C’est un échec, certes, mais qui démontre aussi la difficulté du drug development. La cible thérapeutique avait beaucoup de sens mais n’était pas validée cliniquement, par contre le développement que nous avions fait autour était de très grande qualité : c’était une molécule qui ne pouvait pas à l’origine être emmenée en test aux Etats-Unis sur le long terme, nous avons donc transformer le package d’informations qui était associé, pour que la molécule devienne acceptable par la FDA.

Maintenant, c’est toujours une déception quand on a investit beaucoup de travail d’avoir un échec, mais le monde ne s’arrête pas de tourner chez Addex parce qu’une molécule rate son développement. Ca arrive et ça arrivera encore…

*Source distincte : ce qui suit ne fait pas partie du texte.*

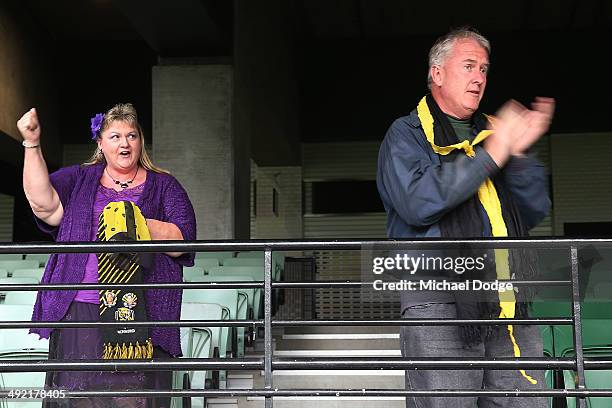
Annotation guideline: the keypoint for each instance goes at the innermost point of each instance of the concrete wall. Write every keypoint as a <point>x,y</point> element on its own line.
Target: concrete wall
<point>27,80</point>
<point>266,91</point>
<point>192,138</point>
<point>582,178</point>
<point>286,221</point>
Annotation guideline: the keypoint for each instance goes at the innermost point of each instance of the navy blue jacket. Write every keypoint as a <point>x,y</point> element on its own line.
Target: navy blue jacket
<point>417,189</point>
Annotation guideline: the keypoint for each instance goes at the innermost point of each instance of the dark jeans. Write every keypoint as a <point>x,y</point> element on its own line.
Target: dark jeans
<point>444,341</point>
<point>86,343</point>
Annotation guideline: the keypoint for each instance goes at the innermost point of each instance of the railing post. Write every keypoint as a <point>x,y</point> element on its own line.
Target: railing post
<point>268,324</point>
<point>577,326</point>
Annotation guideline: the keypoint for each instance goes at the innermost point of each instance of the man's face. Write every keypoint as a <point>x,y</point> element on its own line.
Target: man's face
<point>461,79</point>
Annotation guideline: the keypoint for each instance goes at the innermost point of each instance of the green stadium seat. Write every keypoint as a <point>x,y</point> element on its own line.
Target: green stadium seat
<point>207,263</point>
<point>11,265</point>
<point>219,256</point>
<point>16,281</point>
<point>198,342</point>
<point>29,273</point>
<point>41,258</point>
<point>245,300</point>
<point>11,257</point>
<point>20,298</point>
<point>255,272</point>
<point>192,272</point>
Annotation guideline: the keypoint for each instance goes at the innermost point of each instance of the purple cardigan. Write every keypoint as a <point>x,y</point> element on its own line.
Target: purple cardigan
<point>163,199</point>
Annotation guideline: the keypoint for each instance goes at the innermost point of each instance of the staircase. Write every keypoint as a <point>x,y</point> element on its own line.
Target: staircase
<point>323,342</point>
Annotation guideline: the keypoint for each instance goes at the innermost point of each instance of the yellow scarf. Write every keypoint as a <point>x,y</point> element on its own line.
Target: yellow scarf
<point>487,195</point>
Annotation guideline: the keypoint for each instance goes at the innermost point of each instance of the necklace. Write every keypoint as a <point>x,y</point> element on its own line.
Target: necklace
<point>122,184</point>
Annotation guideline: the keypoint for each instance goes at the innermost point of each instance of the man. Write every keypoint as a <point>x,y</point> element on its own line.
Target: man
<point>441,173</point>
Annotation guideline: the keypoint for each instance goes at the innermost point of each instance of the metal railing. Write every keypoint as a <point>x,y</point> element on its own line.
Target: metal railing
<point>269,363</point>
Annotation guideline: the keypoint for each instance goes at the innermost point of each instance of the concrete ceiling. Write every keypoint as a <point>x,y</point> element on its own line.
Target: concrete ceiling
<point>368,19</point>
<point>188,28</point>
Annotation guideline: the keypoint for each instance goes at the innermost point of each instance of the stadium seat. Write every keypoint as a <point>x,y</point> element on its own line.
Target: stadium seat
<point>11,265</point>
<point>29,273</point>
<point>244,310</point>
<point>228,299</point>
<point>219,256</point>
<point>20,298</point>
<point>207,263</point>
<point>11,257</point>
<point>41,258</point>
<point>192,272</point>
<point>197,342</point>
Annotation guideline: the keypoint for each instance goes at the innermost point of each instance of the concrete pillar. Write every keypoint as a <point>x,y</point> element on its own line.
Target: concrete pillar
<point>192,138</point>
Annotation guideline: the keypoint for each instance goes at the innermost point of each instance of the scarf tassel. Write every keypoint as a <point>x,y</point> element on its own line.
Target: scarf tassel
<point>128,352</point>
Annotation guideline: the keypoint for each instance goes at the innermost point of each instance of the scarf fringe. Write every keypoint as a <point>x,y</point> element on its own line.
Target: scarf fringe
<point>128,352</point>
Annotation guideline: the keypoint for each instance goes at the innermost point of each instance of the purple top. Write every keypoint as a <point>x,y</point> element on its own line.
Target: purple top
<point>104,195</point>
<point>163,199</point>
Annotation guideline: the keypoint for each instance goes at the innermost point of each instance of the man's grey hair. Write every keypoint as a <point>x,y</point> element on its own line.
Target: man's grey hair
<point>444,45</point>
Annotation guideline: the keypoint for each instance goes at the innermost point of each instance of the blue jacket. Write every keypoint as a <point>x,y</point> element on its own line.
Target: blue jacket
<point>417,189</point>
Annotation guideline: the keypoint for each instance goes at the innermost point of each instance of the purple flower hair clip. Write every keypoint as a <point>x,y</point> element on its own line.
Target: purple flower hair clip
<point>96,125</point>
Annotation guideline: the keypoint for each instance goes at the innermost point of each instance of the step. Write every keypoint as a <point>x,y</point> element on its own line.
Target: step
<point>239,381</point>
<point>341,329</point>
<point>222,403</point>
<point>336,341</point>
<point>331,402</point>
<point>338,379</point>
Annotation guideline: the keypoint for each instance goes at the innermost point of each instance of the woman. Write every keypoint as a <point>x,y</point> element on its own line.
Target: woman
<point>68,204</point>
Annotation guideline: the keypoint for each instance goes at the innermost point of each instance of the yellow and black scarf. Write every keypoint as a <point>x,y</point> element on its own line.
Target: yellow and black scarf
<point>466,221</point>
<point>123,221</point>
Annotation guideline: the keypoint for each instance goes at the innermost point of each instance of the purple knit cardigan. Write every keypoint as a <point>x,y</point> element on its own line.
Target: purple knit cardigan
<point>163,199</point>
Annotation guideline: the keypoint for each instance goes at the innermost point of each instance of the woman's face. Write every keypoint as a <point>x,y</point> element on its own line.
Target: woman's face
<point>121,146</point>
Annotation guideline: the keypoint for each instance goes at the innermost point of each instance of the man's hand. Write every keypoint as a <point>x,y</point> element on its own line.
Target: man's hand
<point>29,127</point>
<point>510,121</point>
<point>538,122</point>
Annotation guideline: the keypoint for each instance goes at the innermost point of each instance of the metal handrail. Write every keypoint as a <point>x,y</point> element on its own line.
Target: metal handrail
<point>578,363</point>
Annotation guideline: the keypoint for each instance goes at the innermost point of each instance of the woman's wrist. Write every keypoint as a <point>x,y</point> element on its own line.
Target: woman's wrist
<point>30,145</point>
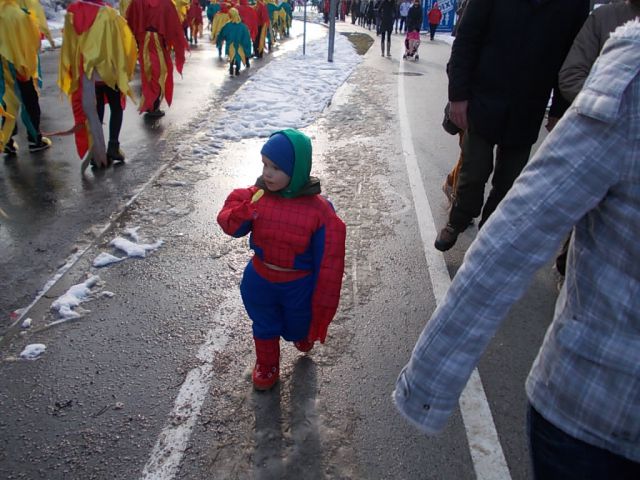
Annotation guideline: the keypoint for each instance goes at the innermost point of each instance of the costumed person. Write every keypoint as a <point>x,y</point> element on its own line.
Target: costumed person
<point>220,19</point>
<point>237,40</point>
<point>97,62</point>
<point>35,7</point>
<point>193,21</point>
<point>274,22</point>
<point>158,31</point>
<point>212,9</point>
<point>291,286</point>
<point>123,6</point>
<point>250,19</point>
<point>264,25</point>
<point>19,46</point>
<point>287,18</point>
<point>182,7</point>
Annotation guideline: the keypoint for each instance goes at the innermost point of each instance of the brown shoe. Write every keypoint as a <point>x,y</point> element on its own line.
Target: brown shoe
<point>446,238</point>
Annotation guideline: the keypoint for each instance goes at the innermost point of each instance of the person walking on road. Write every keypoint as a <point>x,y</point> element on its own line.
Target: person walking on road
<point>97,62</point>
<point>434,16</point>
<point>21,25</point>
<point>584,386</point>
<point>291,286</point>
<point>501,103</point>
<point>589,43</point>
<point>237,40</point>
<point>158,31</point>
<point>387,14</point>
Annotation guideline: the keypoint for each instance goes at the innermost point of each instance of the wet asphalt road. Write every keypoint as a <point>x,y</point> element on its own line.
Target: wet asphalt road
<point>103,401</point>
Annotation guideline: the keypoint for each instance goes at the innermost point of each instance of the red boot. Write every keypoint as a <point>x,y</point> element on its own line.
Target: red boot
<point>303,345</point>
<point>267,369</point>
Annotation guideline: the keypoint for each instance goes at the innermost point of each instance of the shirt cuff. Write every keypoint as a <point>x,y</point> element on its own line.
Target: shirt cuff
<point>417,407</point>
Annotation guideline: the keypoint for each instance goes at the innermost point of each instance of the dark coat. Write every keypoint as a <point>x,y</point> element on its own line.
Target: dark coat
<point>387,12</point>
<point>505,62</point>
<point>414,18</point>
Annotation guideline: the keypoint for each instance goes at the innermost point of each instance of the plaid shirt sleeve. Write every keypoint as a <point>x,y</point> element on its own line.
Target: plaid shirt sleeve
<point>569,176</point>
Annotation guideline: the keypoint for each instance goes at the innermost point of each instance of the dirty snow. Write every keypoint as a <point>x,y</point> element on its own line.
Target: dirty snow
<point>33,351</point>
<point>77,294</point>
<point>133,249</point>
<point>289,92</point>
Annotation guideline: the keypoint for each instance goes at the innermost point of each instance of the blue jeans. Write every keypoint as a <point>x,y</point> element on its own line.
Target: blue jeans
<point>277,309</point>
<point>556,455</point>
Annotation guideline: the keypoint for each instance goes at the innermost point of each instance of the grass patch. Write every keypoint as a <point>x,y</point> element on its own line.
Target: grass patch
<point>361,41</point>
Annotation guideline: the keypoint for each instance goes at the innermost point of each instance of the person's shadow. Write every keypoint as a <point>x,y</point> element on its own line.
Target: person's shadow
<point>289,448</point>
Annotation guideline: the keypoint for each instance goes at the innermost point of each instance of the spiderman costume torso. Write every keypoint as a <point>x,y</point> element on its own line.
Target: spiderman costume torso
<point>302,235</point>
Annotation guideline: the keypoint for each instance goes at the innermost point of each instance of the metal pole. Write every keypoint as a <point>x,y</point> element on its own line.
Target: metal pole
<point>304,29</point>
<point>332,28</point>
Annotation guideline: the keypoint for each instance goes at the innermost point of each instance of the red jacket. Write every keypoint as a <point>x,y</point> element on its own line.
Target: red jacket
<point>302,233</point>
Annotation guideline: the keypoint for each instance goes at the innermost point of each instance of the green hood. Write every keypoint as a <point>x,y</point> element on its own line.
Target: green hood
<point>302,165</point>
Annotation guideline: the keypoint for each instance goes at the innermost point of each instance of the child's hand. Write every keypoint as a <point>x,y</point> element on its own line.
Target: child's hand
<point>257,196</point>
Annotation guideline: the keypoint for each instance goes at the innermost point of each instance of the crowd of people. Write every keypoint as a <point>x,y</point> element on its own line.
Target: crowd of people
<point>100,48</point>
<point>583,390</point>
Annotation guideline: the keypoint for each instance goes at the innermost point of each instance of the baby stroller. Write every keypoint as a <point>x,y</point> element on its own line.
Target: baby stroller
<point>411,44</point>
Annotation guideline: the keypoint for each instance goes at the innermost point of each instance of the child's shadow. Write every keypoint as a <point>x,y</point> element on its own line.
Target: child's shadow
<point>289,447</point>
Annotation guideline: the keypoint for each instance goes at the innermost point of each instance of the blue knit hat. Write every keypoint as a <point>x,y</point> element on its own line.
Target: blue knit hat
<point>280,151</point>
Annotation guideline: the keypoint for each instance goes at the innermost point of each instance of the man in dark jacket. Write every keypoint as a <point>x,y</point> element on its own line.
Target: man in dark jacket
<point>414,17</point>
<point>387,13</point>
<point>504,64</point>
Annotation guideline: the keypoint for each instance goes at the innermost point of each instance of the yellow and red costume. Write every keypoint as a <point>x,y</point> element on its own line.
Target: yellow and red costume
<point>249,18</point>
<point>97,46</point>
<point>19,46</point>
<point>158,31</point>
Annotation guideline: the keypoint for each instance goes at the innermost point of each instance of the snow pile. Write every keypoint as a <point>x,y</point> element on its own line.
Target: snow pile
<point>289,92</point>
<point>105,259</point>
<point>77,294</point>
<point>33,351</point>
<point>133,249</point>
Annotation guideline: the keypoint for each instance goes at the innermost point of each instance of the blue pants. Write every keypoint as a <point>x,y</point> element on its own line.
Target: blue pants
<point>558,456</point>
<point>277,309</point>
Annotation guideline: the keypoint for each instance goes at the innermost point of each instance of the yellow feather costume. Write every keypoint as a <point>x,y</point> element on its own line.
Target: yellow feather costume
<point>19,46</point>
<point>108,47</point>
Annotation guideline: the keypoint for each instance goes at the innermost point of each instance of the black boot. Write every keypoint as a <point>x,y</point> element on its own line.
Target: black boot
<point>114,154</point>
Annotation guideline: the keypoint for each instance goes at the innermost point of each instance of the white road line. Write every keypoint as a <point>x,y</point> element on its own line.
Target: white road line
<point>168,452</point>
<point>486,452</point>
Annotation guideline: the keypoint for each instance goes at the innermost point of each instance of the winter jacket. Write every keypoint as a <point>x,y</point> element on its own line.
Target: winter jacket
<point>505,61</point>
<point>302,233</point>
<point>387,13</point>
<point>589,42</point>
<point>414,18</point>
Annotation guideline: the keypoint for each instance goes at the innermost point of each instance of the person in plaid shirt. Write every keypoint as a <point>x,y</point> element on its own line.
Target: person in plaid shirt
<point>291,286</point>
<point>584,386</point>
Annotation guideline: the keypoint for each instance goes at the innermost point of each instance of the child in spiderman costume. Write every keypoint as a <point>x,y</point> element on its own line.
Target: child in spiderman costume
<point>291,286</point>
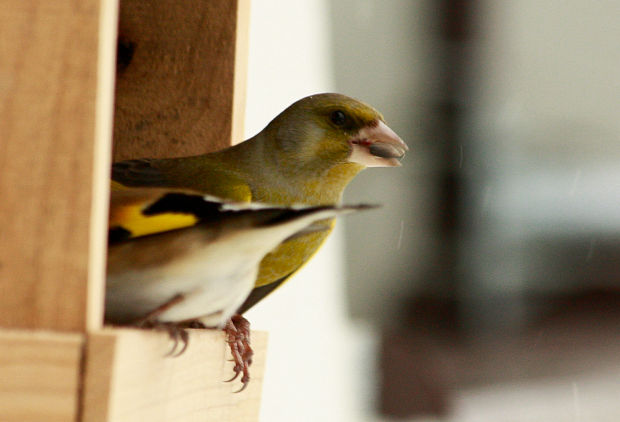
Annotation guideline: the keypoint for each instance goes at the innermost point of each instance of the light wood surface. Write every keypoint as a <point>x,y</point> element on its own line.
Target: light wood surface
<point>39,376</point>
<point>49,88</point>
<point>181,77</point>
<point>129,378</point>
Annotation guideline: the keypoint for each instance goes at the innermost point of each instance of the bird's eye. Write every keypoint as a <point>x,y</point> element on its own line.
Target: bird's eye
<point>338,117</point>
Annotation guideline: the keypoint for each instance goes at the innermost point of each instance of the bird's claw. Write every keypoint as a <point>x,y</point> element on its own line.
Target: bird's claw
<point>238,338</point>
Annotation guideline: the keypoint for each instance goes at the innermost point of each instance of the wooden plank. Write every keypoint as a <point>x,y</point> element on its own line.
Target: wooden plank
<point>181,76</point>
<point>49,88</point>
<point>129,378</point>
<point>40,373</point>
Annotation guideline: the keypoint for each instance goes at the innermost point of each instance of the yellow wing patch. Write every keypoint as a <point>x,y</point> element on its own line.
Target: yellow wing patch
<point>126,211</point>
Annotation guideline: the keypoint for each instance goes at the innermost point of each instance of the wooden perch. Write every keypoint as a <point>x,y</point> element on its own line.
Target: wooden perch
<point>181,88</point>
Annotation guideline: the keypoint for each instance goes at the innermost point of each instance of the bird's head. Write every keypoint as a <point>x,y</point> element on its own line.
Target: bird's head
<point>324,130</point>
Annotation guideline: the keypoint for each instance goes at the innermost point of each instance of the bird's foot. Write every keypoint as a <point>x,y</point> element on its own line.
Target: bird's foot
<point>176,331</point>
<point>238,338</point>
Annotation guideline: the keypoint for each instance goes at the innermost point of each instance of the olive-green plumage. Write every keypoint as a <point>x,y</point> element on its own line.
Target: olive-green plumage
<point>303,156</point>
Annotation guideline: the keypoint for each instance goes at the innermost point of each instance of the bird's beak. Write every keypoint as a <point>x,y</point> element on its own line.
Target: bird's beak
<point>377,146</point>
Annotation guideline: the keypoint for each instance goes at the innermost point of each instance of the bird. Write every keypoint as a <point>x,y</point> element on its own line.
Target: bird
<point>307,155</point>
<point>198,274</point>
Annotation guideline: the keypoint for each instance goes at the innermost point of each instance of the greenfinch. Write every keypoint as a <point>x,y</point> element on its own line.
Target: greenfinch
<point>199,274</point>
<point>306,155</point>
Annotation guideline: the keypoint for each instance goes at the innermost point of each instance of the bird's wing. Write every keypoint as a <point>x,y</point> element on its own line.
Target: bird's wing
<point>136,212</point>
<point>259,293</point>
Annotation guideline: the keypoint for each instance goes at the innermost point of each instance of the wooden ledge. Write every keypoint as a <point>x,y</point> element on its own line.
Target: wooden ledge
<point>123,375</point>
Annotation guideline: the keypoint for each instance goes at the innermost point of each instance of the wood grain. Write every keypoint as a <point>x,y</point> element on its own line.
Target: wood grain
<point>40,373</point>
<point>129,378</point>
<point>180,86</point>
<point>49,86</point>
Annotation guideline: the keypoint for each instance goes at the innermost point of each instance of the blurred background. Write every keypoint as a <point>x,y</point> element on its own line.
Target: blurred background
<point>487,288</point>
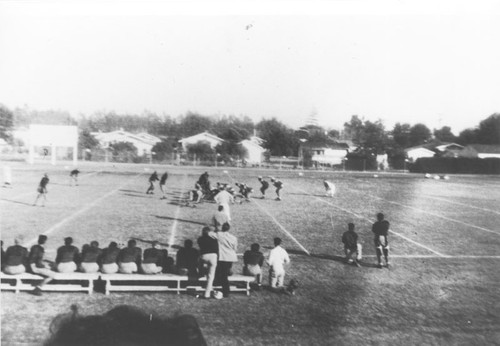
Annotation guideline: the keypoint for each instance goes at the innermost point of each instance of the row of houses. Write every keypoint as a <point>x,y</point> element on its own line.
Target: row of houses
<point>433,149</point>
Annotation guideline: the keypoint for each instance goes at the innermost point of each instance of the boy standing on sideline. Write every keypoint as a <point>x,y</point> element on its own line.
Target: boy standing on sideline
<point>163,181</point>
<point>209,249</point>
<point>152,179</point>
<point>228,244</point>
<point>264,185</point>
<point>381,229</point>
<point>277,259</point>
<point>42,189</point>
<point>351,245</point>
<point>253,261</point>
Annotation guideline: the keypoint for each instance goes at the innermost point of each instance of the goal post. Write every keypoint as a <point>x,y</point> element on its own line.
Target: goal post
<point>53,136</point>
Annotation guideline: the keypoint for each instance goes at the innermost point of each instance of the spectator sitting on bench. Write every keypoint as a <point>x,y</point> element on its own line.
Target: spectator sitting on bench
<point>109,259</point>
<point>253,261</point>
<point>16,257</point>
<point>153,259</point>
<point>187,259</point>
<point>38,265</point>
<point>91,256</point>
<point>67,257</point>
<point>129,258</point>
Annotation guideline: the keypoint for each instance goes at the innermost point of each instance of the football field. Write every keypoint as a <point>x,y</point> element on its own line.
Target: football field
<point>443,287</point>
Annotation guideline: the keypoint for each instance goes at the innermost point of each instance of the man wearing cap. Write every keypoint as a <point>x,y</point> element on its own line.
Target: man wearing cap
<point>42,189</point>
<point>91,256</point>
<point>16,257</point>
<point>38,265</point>
<point>153,259</point>
<point>67,257</point>
<point>129,258</point>
<point>109,259</point>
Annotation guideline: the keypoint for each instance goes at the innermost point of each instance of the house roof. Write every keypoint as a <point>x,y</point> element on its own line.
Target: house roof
<point>201,136</point>
<point>485,148</point>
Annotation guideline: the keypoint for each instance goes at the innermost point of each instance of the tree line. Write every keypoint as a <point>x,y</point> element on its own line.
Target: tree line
<point>371,137</point>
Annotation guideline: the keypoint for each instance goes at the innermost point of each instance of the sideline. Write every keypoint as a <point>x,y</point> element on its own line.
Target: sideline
<point>370,221</point>
<point>79,212</point>
<point>173,230</point>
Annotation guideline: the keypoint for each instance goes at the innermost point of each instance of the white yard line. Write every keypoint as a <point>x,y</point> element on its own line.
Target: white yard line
<point>437,215</point>
<point>277,223</point>
<point>366,219</point>
<point>78,213</point>
<point>463,204</point>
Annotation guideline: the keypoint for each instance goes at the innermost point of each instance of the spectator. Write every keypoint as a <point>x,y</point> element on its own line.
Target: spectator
<point>129,258</point>
<point>109,260</point>
<point>228,244</point>
<point>253,260</point>
<point>38,265</point>
<point>16,258</point>
<point>153,259</point>
<point>351,246</point>
<point>67,257</point>
<point>91,258</point>
<point>187,259</point>
<point>209,249</point>
<point>277,259</point>
<point>222,199</point>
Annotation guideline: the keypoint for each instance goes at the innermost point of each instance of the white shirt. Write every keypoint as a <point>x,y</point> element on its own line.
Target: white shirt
<point>224,197</point>
<point>278,257</point>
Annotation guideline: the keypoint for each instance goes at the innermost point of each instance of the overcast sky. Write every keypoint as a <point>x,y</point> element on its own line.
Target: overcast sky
<point>436,62</point>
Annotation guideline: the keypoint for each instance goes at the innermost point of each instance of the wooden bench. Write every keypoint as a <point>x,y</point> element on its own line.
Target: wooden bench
<point>168,282</point>
<point>67,282</point>
<point>143,282</point>
<point>237,283</point>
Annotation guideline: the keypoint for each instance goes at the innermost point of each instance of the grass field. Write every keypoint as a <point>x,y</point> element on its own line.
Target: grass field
<point>443,287</point>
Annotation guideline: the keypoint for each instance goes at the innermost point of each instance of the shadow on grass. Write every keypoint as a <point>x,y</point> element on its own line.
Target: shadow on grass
<point>180,220</point>
<point>16,202</point>
<point>147,241</point>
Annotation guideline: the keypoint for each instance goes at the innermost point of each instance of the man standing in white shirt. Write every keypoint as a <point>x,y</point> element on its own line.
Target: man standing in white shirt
<point>277,259</point>
<point>223,198</point>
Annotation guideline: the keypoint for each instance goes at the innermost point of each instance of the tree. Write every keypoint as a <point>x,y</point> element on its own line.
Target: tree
<point>419,134</point>
<point>444,134</point>
<point>123,151</point>
<point>163,150</point>
<point>354,129</point>
<point>6,123</point>
<point>280,140</point>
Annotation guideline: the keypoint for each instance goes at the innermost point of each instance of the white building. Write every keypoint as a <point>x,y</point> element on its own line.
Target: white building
<point>144,142</point>
<point>201,137</point>
<point>415,153</point>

Nous cherchons désormais un partenaire parce qu’il y a encore des possibilités de développement sur ce produit, mais ce sera un investissement minimum. Cette molécule a démontré son activité dans le domaine du sommeil, en améliorant sa qualité chez l’homme, il y a donc des choses qui restent à explorer...

Quels sont vos objectifs de croissance ?
Les choix d’indications que nous avons fait sont clairs et dictent la croissance et la façon dont l’entreprise va se développer. Notre objectif est de dérisquer notre portefeuille : nous avons commencé par le plus dur, avec le SNC, il va donc falloir maintenant que nous internalisions l’expertise que nous n’avons pas dans les maladies métaboliques, le diabète, l’obésité et l’inflammation.

Notre développement sur le long terme se résume donc à accroître notre expérience, notre savoir-faire, notre connaissance dans ces indications pour réaliser le développement le meilleur possible dans ces domaines pour lesquels nous n’avons à ce jour qu’une expérience encore restreinte. La croissance de l’entreprise se fera sans doute par la mise en place de structures complexes, ayant l’expertise nécessaire pour conduire un drug development de la meilleure qualité possible.

Quel est le business model d’Addex Pharma ?
Il est simple dans la mesure où nous avons choisi des indications larges. Nous devons établir des partenariats, avec des entreprises de pharma, à des moments de la vie des projets qui sont différenciés en fonction des difficultés de développement, des coûts de développement et de notre expertise.

Je pense que l’exemple le plus intéressant, c’est la maladie de Parkinson qui exige une expertise très particulière au niveau du développement, que nous n’avons pas forcément -il y a, par exemple, des modèles animaux spécifiques que nous n’avons pas-. Par ailleurs, le développement clinique d’un produit pour cette maladie est assez difficile puisque ce sont des études cliniques à long terme sur des populations de patients qui sont dans des états pas toujours simples.

Il faut montrer par ailleurs une amélioration de leur vie en plus de l’amélioration des symptômes neurologiques, donc il y a une difficulté de développement très importante. Il faut des gens qui ont déjà fait ce développement pour pouvoir le faire de la meilleure façon possible, il y a aussi un coût de développement très important. Donc pour nous, il s’agit de l’exemple parfait d’indication pour laquelle nous cherchons un partenaire le plus vite possible. 

Le mot de la fin pour vos actionnaires…
Je crois que la proposition d’Addex s’appuie sur une double chose : l’existence d’une plateforme technologique appréciée avec un drug development de grande qualité, offrant la garantie à nos actionnaires que le succès sera au rendez-vous, et il est important aussi de voir que pour diversifier le risque, nous avons parfaitement conscience du risque associé au drug development.

Nous sommes des professionnels de ce métier, nous savons ce que c’est que l’attrition, c’est une réalité difficile mais qui existe. Nous ne cherchons pas à leurrer les gens, nous sommes relativement objectif vis-à-vis de nous-mêmes, nous cherchons toujours la validation de notre développement, de nos idées, à travers l’œil des grosses pharma, nous exposons énormément notre entreprise à la critique, et je pense que c’est d’ailleurs un indice de bonne santé et de confiance…

J’attends d’ailleurs avec impatience les réalisations au niveau business qui prouveront aux gens qui en doutent, que la proposition d’Addex est une des meilleures aujourd’hui.